Another quick example of a non-useful feature to drive this idea home. Let’s look at eye color. For this toy example, imagine that we have only two eye colors, blue and brown. Here’s what a histogram might look like for this example:
It’s clear that for most values, the distribution is about 50/50 for both types. Practically this feature tells us nothing because it doesn’t correlate with the type of dog. Hence, it doesn’t distinguish between Greyhounds and Labradors.
- Easily tracked and compared
- Consistent across different scales, lighting conditions, and viewing angles
- Still visible in noisy images or when only part of an object is visible
Extracting features (hand-craft vs automatic extracting)
Okay, this a can be a large topic in machine learning that needs an entire book to discuss. Typically described in the context of a topic called feature engineering. In this section we’re only concerned with extracting features in images. I’m going to touch on the idea quickly.
Traditional machine learning uses hand-crafted features
In traditional machine learning problems, we spend a good amount of time in manual features selection and engineering. In this process we rely on our domain knowledge (or partnering with domain experts) to create features which make machine learning algorithms work better. We then feed the produced features to a classifier like Support Vector Machines (SVM) or Adaboost to predict the output. Some of the handcrafted feature sets are:
- Histogram of Oriented Gradients (HOG)
- Haar Cascades
- Scale-Invariant Feature Transform (SIFT)

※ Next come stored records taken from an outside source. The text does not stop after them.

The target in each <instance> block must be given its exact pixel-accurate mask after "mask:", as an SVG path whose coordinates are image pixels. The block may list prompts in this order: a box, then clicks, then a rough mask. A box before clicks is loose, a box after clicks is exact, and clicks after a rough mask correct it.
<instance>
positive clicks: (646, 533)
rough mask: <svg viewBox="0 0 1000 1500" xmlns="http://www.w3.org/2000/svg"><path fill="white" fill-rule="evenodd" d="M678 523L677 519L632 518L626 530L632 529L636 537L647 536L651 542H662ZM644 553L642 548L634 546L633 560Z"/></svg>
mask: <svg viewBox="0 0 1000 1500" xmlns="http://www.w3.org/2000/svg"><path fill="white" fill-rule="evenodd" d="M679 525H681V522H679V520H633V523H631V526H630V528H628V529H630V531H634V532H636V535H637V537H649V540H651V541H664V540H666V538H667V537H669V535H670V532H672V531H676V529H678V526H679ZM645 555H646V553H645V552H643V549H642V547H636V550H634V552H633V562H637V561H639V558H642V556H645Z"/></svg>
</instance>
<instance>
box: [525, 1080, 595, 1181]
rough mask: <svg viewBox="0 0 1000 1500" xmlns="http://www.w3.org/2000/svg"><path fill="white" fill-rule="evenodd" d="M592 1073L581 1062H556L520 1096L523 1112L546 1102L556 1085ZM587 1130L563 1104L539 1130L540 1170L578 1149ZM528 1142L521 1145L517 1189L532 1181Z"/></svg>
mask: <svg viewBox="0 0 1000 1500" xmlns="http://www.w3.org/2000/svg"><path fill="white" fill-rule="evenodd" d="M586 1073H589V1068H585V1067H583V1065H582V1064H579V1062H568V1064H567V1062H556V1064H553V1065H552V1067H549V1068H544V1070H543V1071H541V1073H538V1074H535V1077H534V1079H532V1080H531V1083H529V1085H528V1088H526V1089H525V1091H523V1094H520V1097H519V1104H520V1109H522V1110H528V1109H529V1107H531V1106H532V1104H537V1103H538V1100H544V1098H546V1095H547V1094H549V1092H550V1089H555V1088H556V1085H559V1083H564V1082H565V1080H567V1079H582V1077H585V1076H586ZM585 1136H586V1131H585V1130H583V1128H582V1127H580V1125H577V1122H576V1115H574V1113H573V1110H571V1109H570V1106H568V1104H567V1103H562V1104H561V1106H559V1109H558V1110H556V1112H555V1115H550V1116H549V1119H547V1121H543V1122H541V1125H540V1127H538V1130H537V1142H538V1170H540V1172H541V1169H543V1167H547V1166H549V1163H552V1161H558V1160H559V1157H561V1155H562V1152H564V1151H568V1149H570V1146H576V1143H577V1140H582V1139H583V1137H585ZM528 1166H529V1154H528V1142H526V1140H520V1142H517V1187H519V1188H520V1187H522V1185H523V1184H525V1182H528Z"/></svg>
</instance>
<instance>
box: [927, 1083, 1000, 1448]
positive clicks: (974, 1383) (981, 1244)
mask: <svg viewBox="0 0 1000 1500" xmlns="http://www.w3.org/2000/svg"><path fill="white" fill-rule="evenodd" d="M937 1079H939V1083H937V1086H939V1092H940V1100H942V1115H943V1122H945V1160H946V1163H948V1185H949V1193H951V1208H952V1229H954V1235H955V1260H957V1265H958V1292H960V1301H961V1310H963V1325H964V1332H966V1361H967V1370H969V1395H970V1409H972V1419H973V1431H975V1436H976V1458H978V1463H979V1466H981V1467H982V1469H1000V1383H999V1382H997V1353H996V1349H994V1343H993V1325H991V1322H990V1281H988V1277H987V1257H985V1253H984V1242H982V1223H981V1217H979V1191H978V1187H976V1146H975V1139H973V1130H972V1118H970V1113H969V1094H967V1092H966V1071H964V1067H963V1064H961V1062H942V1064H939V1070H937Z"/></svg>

- Speeded Up Robust Feature (SURF)
Deep learning automatically extracts features
In deep learning, we don’t need to manually extract features from the image. The network automatically extracts features and learns their importance on the output by applying weights to its connections. You feed the raw image to the network and, as it passes through the network layers, it identifies patterns within the image to create features. Neural networks can be thought of as feature extractors + classifiers which are end-to-end trainable as opposed to traditional ML models that use hand-crafted features.
How do neural networks distinguish useful features from the non-useful features?
You might get the impression that neural networks only understands the useful features but that’s not entirely true. Neural Networks scoop all the features available and give them random weights. During the training process it adjusts these weights to reflect their importance and how they should impact the output prediction. The patterns with the highest appearance frequency will have higher weights and in turn are considered more useful features. Whereas, features with lowest weights will have very low impact on the output. This learning process is going to be discussed in deep details in the next chapter.
Why use features?
The input image has too much extra information which isn’t necessary for classification. Therefore, the first step after preprocessing the image is to simplify the image by extracting the important information and throwing away non-essential information. By extracting important colors or image segments, we can transform complex and large image data into smaller sets of features. This makes the task of classifying images based on their features done simpler and faster.
Consider the example below. Suppose we’re given a dataset of 10,000 images of motorcycles each of 1,000 width x 1,000 height. Some images have solid backgrounds and others have busy backgrounds of unnecessary data. When these thousands of images are fed to the feature extraction algorithms, we lose all the unnecessary data that isn’t important to identify motorcycles and we only keep a consolidated list of useful features which can then be fed directly to the classifier. This process is a lot simpler than having the classifier look at a dataset of 10,000 images to learn the properties of motorcycles.